Something has clicked. 
Things are going to change, whether I like it or not. 

Facebook is great. It really is. It is a great tool for me to use to stay connected with friends and family who are not close, and whom I rarely see or talk to. I love staying updated on friends' lives, love, babies, weddings, events. I love posting pictures and getting responses. I like asking questions and getting answers. I like being connected with friends.

On that note, I find it ironic that the more connected I am on facebook, the more disconnected I am in my real life. I want to have real friends. I want to get out and visit and talk to people and be a real friend. I hardly ever do things with my friends. With a few wonderful exceptions, I don't have real friends. I don't have people who call me up to visit, to chat, to go on walks, to have baby play dates.  

I know I am to blame. I am living a cyber life. I've had my fair share of "pity me" moments in my life, and I've learned very quickly that I am the only one who can make myself change. I have to be a real friend in order to have real friends. I'm ready to be a real, live, friend. 

I have listened to many inspired leaders talk about this very subject.
 I finally feel ready to make a change. 

On a slightly different note:

Do you ever find yourself jealous of others' lives? Maybe jealous isn't the right word... Well, whatever the word, I have really been wanting to learn. I want to learn to make things. I want to learn to cook (and learn to like it). I want to learn to crochet. I want to be a really great homemaker. I want to be witty. I want to be creative. I want to be a great writer. I want to be original. 

I often read peoples blogs and think, "I wish I could do that," or "how do they have time to do that," or "I wish I were as crafty as she is," blah blah blah....

I know I could do all of those things if I really wanted to. I know I would have plenty of time to do them if I'd get off the computer. I can be creative if I want to be. 

There's been a lot of hype about the Mormon Mommy Bloggers lately. The only one I've kept up with is Nienie. And I will be the first to admit that she is incredible. Her story is so inspiring. Sometimes I secretly wish I could have as great of an influence as she has had. Sometimes I make myself feel like blogging is a competition. I find myself too concerned with comments and the stats. I want people to read my blog. I want people to like it. I want them to like me. I'm silly, yes, I know. 

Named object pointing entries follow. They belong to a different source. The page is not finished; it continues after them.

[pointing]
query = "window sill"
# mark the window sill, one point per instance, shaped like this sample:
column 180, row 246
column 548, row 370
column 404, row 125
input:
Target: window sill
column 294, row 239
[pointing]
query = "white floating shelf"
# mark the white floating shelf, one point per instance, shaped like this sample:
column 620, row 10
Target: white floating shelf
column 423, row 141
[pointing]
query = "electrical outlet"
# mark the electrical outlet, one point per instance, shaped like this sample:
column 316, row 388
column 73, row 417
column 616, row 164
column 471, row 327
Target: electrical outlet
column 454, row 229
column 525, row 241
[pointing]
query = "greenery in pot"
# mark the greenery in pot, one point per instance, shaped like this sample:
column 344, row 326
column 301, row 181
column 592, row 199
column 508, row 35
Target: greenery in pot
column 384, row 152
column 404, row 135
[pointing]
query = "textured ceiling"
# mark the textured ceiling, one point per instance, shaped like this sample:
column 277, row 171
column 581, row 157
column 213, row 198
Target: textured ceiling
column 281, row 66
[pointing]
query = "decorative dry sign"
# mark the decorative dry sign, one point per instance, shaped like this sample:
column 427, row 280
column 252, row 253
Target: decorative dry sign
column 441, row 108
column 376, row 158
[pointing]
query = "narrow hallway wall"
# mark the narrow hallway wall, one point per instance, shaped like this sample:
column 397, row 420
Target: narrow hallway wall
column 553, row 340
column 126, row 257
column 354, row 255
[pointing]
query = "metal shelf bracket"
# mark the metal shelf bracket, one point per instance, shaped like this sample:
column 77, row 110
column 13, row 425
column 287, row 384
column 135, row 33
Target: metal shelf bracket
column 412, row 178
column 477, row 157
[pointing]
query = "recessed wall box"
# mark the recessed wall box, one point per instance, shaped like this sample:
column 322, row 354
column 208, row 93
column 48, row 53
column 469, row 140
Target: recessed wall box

Sorry this post is scattered. I have too many thoughts at once and I don't know how to organize them. 

Let's make this Simple:

1. I spend too much time on the computer

2. I want to accomplish more every day. I want to cook, create, sew, read, write, andbe. 

3. I want to be a real friend, and I want real friends. 
I want to talk, visit, socialize, and do things with other people. 

4. Blogging is not a competition. Stats don't matter. Who am I trying to impress anyway?


Life is too good to let it pass by unnoticed.